Cela dit, il me semble que sur Windows il y a aussi un item "claviers" dans les panneaux de configuration, et normalement il suffit de sélectionner clavier français, ou clavier US en fonction du clavier relié au PC... ça ne fonctionne pas?


----------



## Adrienhb (25 Septembre 2003)

r e m y a dit:
			
		

> Cela dit, il me semble que sur Windows il y a aussi un item "claviers" dans les panneaux de configuration, et normalement il suffit de sélectionner clavier français, ou clavier US en fonction du clavier relié au PC... ça ne fonctionne pas?



Merci pour les infos.
Si ça a fonctionné, mais ça a été tout un bazar... entre les applications qui switchaient d'elles mêmes en qwerty ou le menu de démarage qui ne veut encore que du qwerty pour entrer le mot de passe... En plus faut "ajouter" le clavier que l'on veut, 'fin bref, tout un bazar ma bonne dame qui me fait regretter mon mac. 
'fin bon reusement ce n'est que pour le bureau. 

A.


----------



## archi (25 Septembre 2003)

Après les phares jaunes, la norme SECAM, Airport limité à 4 canaux, Jacques Ch...c, le porte-avion CDG et l'exception "culturelle", voilà la septième plaie franco-française: le clavier AZERTY!


----------



## golf (25 Septembre 2003)

archi a dit:
			
		

> Après les phares jaunes, la norme SECAM, Airport limité à 4 canaux, Jacques Ch...c, le porte-avion CDG et l'exception "culturelle", voilà la septième plaie franco-française: le clavier AZERTY!
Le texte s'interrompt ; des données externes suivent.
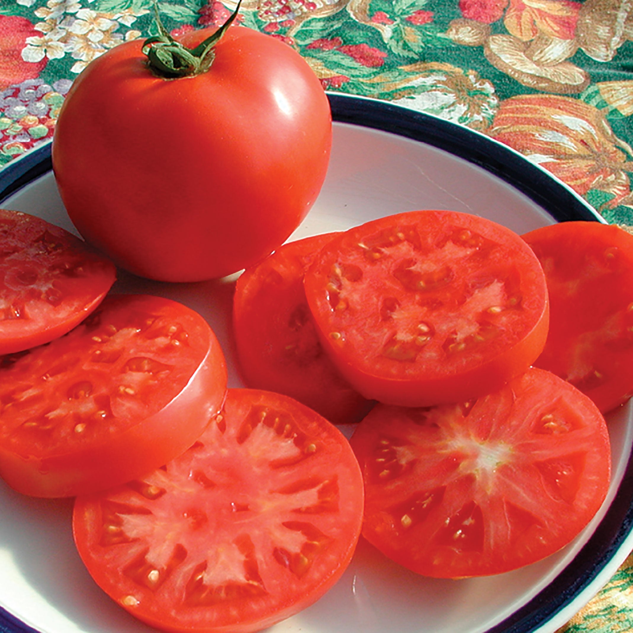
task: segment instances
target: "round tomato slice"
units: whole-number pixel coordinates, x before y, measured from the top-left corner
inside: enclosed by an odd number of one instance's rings
[[[335,424],[357,422],[371,404],[323,351],[303,275],[336,234],[284,244],[238,279],[233,325],[240,373],[248,387],[290,396]]]
[[[523,373],[545,343],[547,288],[515,233],[449,211],[368,222],[306,273],[323,348],[360,393],[390,404],[475,398]]]
[[[544,558],[585,527],[609,486],[604,418],[541,369],[461,404],[378,405],[351,442],[365,484],[363,535],[435,577]]]
[[[41,497],[139,477],[196,441],[226,387],[223,354],[199,315],[109,295],[61,338],[0,357],[0,475]]]
[[[0,209],[0,354],[65,334],[115,282],[114,264],[41,218]]]
[[[575,222],[523,237],[549,292],[549,332],[535,364],[610,411],[633,392],[633,235]]]
[[[360,532],[363,482],[335,427],[296,401],[229,389],[184,454],[78,498],[75,540],[119,605],[168,631],[246,633],[313,603]]]

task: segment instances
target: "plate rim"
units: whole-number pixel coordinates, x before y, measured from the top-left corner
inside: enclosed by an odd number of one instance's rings
[[[507,182],[558,222],[585,220],[606,223],[571,187],[518,152],[481,132],[396,104],[326,94],[335,122],[382,130],[443,149]],[[52,171],[51,144],[51,141],[46,141],[0,170],[0,204]],[[622,553],[633,534],[632,482],[633,455],[629,454],[610,507],[573,560],[538,594],[486,633],[536,631],[569,609],[574,601],[585,595],[587,599],[591,598],[592,589],[595,593],[599,591],[601,585],[593,587],[592,584],[601,578],[618,553]],[[0,606],[0,633],[39,632]]]

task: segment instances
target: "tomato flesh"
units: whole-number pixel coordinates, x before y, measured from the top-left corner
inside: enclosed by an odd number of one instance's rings
[[[0,475],[43,497],[122,483],[185,450],[226,386],[223,354],[199,315],[109,295],[64,337],[0,358]]]
[[[575,222],[523,237],[545,272],[551,306],[535,364],[610,411],[633,392],[633,235]]]
[[[427,406],[474,398],[542,349],[545,277],[518,235],[490,220],[419,211],[326,244],[305,275],[322,343],[368,398]]]
[[[73,530],[96,582],[165,630],[258,630],[340,577],[360,531],[363,486],[348,441],[285,396],[229,389],[184,454],[79,497]]]
[[[68,231],[0,209],[0,354],[65,334],[115,279],[114,264]]]
[[[237,280],[234,334],[248,387],[285,394],[335,424],[361,420],[371,408],[334,368],[319,342],[303,275],[335,234],[284,244]]]
[[[604,418],[541,369],[475,401],[378,405],[351,443],[365,484],[363,535],[435,577],[540,560],[577,536],[609,486]]]

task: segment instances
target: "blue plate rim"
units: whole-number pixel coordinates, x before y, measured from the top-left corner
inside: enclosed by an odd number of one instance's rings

Tu oublies une autre plaie : les posteurs-râleurs ! 
	

	
	
		
		

		
		
	


	






Je te signale qu'en Europe, il y a autant de claviers différents que de pays !...


----------



## archi (25 Septembre 2003)

golf a dit:
			
		

> Tu oublies une autre plaie : les posteurs-râleurs !
> 
> 
> 
> ...



oui, mais ils commencent par QWERT...Z!


----------